The above commentary is mine of course, and not part of my earnings review below, but the two do appear to be blending. Maybe I need to step back and look for bias in my reporting, or maybe a 38% increase in earnings isn't the whole story.

As of last night we had 24.9% of the Q2 earnings reported. So far, the Q2 2010 earnings results are encouraging at first glance. Based on the issues that have actually reported, earnings are 14.5% ahead of estimates, with 65.8% of the issues beating their estimate. Sales, however, are a different story. While 73.4% of the issues have beaten their sales estimate, the "beat" is only slight, with the overall aggregate sales coming in 4.4% ahead of estimates - far less than the 14.5% for earnings. The earning growth over last year's Q2 2009 is equally impressive, with earnings 38.4% ahead (excluding Citigroup which had a massive loss last year), but sales are a disappointing 6.7% ahead. Anyway you cut it - sales just aren't cutting it.

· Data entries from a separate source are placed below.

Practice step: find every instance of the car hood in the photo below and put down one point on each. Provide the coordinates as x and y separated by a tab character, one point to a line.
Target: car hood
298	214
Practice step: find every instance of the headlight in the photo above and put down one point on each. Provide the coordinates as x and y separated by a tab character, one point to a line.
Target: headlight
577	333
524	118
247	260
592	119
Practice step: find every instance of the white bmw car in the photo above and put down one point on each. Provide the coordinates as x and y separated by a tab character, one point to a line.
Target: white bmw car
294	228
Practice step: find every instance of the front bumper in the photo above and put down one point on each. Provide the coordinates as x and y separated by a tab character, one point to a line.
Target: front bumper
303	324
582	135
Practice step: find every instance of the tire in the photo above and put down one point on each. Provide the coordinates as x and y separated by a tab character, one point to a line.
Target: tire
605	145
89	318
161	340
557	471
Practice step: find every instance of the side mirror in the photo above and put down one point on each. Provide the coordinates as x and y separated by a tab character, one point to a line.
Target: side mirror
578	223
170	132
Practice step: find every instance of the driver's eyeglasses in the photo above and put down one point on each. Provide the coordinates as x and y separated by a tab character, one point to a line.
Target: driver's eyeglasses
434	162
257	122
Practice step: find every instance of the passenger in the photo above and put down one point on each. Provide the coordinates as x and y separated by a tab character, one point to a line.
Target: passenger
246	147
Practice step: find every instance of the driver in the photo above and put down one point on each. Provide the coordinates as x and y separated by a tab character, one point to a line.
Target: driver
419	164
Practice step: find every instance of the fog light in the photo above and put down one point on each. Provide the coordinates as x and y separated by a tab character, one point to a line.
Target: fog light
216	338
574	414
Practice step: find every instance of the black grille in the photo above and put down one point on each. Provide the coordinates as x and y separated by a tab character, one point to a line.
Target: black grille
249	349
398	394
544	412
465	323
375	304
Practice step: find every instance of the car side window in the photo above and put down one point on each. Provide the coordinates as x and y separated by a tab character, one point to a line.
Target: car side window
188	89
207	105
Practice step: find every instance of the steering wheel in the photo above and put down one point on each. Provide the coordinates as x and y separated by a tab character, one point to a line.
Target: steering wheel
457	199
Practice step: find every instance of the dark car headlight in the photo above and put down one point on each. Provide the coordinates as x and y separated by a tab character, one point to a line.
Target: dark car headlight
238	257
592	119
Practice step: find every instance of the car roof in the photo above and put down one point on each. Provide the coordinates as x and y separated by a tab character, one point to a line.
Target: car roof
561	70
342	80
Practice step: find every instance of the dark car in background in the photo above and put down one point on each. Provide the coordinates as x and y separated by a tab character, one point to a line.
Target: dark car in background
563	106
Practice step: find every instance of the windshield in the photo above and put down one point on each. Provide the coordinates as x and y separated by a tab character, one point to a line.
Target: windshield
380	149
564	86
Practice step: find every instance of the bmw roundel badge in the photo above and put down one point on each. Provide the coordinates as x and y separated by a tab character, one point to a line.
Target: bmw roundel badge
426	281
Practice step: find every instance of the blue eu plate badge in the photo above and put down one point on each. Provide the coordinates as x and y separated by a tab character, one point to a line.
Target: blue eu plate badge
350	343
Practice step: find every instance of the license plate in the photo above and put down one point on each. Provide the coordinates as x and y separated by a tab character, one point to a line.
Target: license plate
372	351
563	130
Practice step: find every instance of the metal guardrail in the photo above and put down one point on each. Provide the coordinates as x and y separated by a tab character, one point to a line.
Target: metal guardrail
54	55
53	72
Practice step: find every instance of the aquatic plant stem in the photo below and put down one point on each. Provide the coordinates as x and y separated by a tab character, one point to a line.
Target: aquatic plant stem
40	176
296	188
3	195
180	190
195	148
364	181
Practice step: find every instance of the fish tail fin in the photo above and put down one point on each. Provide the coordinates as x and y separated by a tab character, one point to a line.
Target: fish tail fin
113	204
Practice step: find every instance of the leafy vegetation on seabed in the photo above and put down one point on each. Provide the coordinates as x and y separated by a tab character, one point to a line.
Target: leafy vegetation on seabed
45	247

I believe comparisons should focus on quarter-over-quarter results to determine the recovery's progress, as well as the underlying momentum of the economy. And since I believe jobs are number one, and given that companies are generally in good financial shape with excess cash so they can ride out any short term disruption, I look to sales as a future indicator. On this basis, earnings are running ahead of Q1 2010, but sales are flat, and that's the problem. It's great that companies have improving earnings, but those improvements are due to high margins, which were the product of cost cuts - specifically job reductions, the very thing that we need to improve now. Until companies and consumers start to spend more, the job front will not get better, but they won't spend more until they believe things are getting better. The stimulus programs were suppose (d) to jump start the economy and break the downward cycle by convincing both groups that better times were here. But so far we're not seeing the sales or the jobs; but earnings are good, at least for now.

I read on Bloomberg.com that investors are becoming more sanguine about the market's prospects, as indicated by the narrowing of risk spreads on corporate bonds. But this view is contradicted by the latest data on the spread between BAA bonds and 10-Yr Treasuries.

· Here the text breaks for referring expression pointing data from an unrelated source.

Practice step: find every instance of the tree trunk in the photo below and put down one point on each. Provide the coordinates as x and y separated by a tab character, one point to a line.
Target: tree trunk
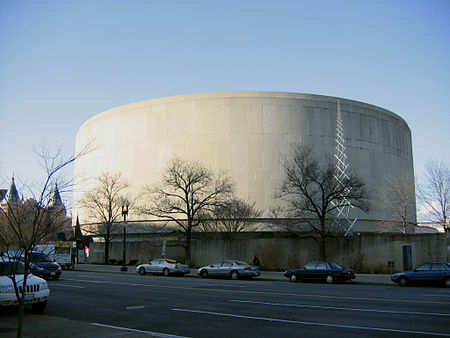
187	248
20	320
323	247
106	251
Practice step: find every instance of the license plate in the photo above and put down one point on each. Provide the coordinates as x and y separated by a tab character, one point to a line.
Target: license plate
28	296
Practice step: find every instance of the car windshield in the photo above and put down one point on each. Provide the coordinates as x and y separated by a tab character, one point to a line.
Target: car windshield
11	268
335	266
39	257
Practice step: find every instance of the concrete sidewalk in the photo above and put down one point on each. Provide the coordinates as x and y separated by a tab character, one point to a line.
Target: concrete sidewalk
265	275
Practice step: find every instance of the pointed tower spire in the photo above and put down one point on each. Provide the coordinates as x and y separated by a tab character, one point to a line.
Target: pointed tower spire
13	195
56	201
78	233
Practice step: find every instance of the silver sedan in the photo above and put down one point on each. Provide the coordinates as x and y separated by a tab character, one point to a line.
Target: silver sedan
229	269
163	267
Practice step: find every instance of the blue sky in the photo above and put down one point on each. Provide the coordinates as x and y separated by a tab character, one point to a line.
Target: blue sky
62	62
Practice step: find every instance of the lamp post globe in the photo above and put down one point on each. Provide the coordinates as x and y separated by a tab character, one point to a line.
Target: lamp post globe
124	214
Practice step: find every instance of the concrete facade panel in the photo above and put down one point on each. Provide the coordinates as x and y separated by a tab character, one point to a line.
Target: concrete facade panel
243	133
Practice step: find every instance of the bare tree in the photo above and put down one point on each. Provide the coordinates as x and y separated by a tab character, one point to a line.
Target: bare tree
434	192
25	223
187	191
398	196
310	195
103	203
233	216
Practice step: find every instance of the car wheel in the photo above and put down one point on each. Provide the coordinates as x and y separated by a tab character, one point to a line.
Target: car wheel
403	281
39	307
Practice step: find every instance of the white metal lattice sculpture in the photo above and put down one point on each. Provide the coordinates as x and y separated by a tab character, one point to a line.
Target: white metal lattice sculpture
343	207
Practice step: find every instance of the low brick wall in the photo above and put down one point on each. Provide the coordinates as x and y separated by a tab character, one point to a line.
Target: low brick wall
366	253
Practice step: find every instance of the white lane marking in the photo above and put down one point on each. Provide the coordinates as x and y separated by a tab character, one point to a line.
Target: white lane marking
287	321
153	334
134	307
227	285
68	286
437	296
344	308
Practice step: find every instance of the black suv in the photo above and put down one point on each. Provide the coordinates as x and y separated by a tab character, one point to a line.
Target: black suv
43	266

With the 10-Yr yielding less than 3% and BAA bonds yielding almost 6%, the spread (blue line on the chart below) is now 3.04%, which means that investors require almost 3% more in yield in order to assume the risk of owning BAA bonds, compared to the 10-Yr.

BAA-TNX Spread and SPX

That blue line, at 3.04% is in the 93rd percentile of all readings going back to 1962.

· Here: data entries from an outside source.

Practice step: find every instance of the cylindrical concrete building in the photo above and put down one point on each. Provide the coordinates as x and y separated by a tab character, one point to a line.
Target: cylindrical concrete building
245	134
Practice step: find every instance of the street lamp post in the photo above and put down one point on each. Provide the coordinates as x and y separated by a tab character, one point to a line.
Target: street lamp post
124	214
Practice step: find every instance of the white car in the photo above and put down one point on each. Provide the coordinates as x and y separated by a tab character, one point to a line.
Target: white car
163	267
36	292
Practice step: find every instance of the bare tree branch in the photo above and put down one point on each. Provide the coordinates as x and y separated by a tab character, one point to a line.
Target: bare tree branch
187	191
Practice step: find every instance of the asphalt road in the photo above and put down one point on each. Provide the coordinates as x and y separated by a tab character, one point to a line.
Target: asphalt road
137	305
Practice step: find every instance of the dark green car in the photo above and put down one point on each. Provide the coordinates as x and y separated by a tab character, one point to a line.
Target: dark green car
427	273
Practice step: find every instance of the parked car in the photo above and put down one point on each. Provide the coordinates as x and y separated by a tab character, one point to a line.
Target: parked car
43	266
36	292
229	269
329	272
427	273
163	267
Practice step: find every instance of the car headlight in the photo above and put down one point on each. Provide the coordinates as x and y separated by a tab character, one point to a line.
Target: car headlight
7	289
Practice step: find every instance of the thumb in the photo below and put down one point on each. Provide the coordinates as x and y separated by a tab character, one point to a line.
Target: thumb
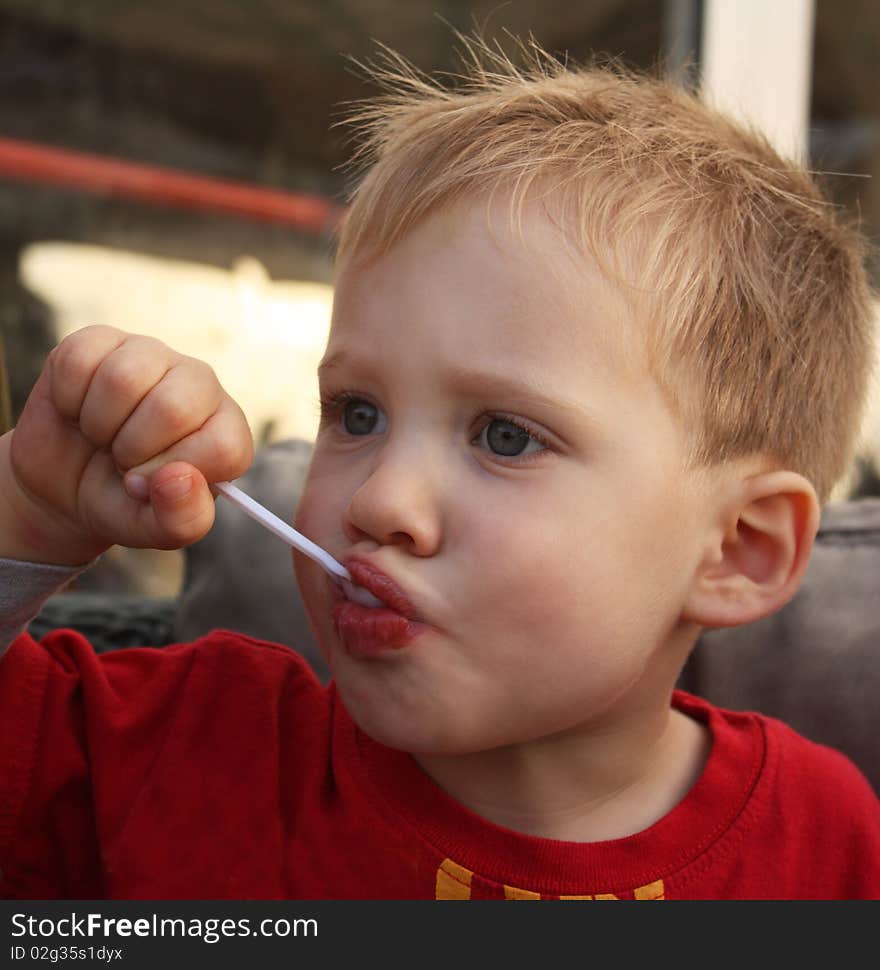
180	505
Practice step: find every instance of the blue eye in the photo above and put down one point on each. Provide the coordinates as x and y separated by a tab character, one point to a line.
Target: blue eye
508	439
359	417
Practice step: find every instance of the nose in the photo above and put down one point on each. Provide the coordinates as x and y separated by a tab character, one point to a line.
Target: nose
398	504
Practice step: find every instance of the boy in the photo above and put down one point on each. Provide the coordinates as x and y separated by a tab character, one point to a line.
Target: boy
597	357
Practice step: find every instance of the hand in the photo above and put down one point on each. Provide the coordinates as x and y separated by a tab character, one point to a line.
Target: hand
117	444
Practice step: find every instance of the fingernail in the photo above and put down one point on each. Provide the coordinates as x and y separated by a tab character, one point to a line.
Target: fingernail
137	487
175	488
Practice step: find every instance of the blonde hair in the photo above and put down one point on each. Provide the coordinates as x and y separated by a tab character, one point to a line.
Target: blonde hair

Readings of >3% on that spread tend to be associated with good cyclical buying opportunities in the stock market. (Note how the SPX (red line above) tends to rally off spikes on the blue line.) On the other hand, we could see this spread widen toward 4% before another top forms, or, in a new crisis, toward 6%.

If the job market fails to strengthen, then growth prospects will continue to wane, and if growth prospects continue to wane, then earnings will not be able to sustain positive growth, and if earnings growth heads south, then the stock market will be doing likewise.

There are a lot of lines on a lot of charts (e.g., the EM Ratio, wages as a % of GDP, and the BAA - TNX yield spread) that need to change directions and levels in order for the environment to be ripe for a sustained cyclical bull market.

The stock market is cheap relative to earnings at the moment. The question is whether these earnings are sustainable, or if the economy and financial system that underpin those earnings are headed for another fall.